Using random catalogs
For the NN and NNN correlations, the raw calculation is not sufficient to produce the real correlation function. You also need to account for the survey geometry (edges, mask, etc.) by running the same calculation with a random catalog (or several) that have a uniform density, but the same geometry:
data = treecorr.Catalog(data_file, config)
rand = treecorr.Catalog(rand_file, config)
dd = treecorr.NNCorrelation(config)
dr = treecorr.NNCorrelation(config)
rr = treecorr.NNCorrelation(config)
dd.process(data)
dr.process(data,rand)
rr.process(rand)
xi, varxi = dd.calculateXi(rr,dr)
This calculates xi = (DD-2DR+RR)/RR for each bin. This is the Landy-Szalay estimator, which is the most widely used estimator for count-count correlation functions. However, if you want to use a simpler estimator xi = (DD-RR)/RR, then you can omit the dr parameter. The simpler estimator is slightly biased though, so this is not recommended.
After calling calculateXi
, the dd
object above will have xi
and varxi
attributes, which store the results of this calculation.
The NG and NK classes also have a calculateXi
method to allow
for the use of compensated estimators in those cases as well.
Calling this function updates the xi
attribute from the uncompensated value to the
compensated value.
These correlations do not suffer as much from masking effects,
so the compensation is not as necessary. However, it does produce a slightly better estimate
of the correlation function if you are able to use a random catalog.
Furthermore, the process
functions can take lists of Catalogs if desired,
in which case it will
do all the possible combinations. This is especially relevant for doing randoms,
since the statistics get better if you generate several randoms and do all the correlations to beat down the noise:
rand_list = [ treecorr.Catalog(f,config) for f in rand_files ]
dr.process(data, rand_list)
rr.process(rand_list)
The corresponding three-point NNN calculation is even more complicated, since there are 8 total
combinations that need to be computed: zeta = (DDD-DDR-DRD-RDD+DRR+RDR+RRD-RRR)/RRR.
Because of the triangle geometry, we don’t have DRR = DRD = RDD, so all 8 need to be computed.
See the docstring for calculateZeta
for more details.
Manually accumulating the correlation function
For even more control over the calculation, you can break up the steps in the
process
functions. There are typically three steps:
Calculate the variance of the field as needed (i.e. for anything but NN correlations).
Accumulate the correlations into the bins for each auto-correlation and cross-correlation desired.
Finalize the calculation.
If you have several pairs of catalogs that you want to accumulate into a single correlation function, you could write the following:
lens_cats = [ treecorr.Catalog(f,config) for f in lens_files ]
source_cats = [ treecorr.Catalog(f,config) for f in source_files ]

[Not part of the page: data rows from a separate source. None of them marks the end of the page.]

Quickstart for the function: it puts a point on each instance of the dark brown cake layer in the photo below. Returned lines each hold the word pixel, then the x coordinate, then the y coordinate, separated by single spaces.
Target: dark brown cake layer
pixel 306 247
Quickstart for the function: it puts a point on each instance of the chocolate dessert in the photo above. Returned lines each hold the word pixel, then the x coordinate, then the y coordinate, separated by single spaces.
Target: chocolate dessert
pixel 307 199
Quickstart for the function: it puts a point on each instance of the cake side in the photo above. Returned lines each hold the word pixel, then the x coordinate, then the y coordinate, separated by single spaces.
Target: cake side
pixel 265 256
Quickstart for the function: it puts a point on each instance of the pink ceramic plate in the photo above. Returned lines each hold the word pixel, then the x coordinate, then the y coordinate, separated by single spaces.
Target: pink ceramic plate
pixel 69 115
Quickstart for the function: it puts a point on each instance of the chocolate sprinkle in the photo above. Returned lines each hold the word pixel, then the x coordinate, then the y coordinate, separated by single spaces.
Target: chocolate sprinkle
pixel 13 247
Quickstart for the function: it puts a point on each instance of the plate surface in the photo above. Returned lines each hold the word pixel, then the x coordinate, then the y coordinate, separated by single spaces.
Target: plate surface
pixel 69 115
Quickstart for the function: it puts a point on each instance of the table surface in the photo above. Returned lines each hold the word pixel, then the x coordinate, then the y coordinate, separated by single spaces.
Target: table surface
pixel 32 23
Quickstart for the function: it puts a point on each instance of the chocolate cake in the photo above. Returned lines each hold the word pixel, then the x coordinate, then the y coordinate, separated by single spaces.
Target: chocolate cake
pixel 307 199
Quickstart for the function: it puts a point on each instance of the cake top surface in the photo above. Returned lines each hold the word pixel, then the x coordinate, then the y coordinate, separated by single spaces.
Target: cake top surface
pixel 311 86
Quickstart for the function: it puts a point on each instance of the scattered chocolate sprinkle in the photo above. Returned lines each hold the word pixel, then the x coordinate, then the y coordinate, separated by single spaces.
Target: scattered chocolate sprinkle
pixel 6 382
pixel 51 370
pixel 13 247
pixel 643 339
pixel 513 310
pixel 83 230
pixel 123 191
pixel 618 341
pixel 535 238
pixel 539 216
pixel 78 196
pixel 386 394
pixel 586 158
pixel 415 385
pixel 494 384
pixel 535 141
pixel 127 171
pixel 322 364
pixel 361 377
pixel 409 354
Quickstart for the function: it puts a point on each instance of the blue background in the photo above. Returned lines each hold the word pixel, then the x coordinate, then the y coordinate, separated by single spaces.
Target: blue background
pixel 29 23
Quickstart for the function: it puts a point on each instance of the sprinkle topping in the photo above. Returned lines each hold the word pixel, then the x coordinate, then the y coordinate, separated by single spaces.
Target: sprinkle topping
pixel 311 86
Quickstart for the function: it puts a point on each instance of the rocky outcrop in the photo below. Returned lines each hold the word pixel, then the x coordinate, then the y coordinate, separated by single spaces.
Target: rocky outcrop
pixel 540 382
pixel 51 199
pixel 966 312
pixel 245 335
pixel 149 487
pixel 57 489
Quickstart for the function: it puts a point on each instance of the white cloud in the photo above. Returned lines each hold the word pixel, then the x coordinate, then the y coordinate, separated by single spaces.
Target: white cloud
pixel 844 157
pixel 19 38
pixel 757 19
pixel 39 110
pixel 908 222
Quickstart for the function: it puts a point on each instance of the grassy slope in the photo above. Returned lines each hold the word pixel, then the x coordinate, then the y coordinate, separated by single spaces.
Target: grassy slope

ng = treecorr.NGCorrelation(config)
varg = treecorr.calculateVarG(source_cats)
for c1, c2 in zip(lens_cats, source_cats):
ng.process_cross(c1,c2)
ng.finalize(varg)
In addition to process_cross
,
classes that allow auto-correlations have a
process_auto
method for manually processing
auto-correlations. See the doc strings for these methods for more information.
Breaking up the calculation manually like this is probably not often necessary anymore. It used to be useful for dividing a calculation among several machines, which would each save their results to disk. These results could then be reassembled and finalized after all the results were finished.
However, this work mode is now incorporated directly into TreeCorr via the use of “patches”. See Patches for details about how to automatically divide up your input catalog into patches and to farm the calculation out to multiple machines using MPI.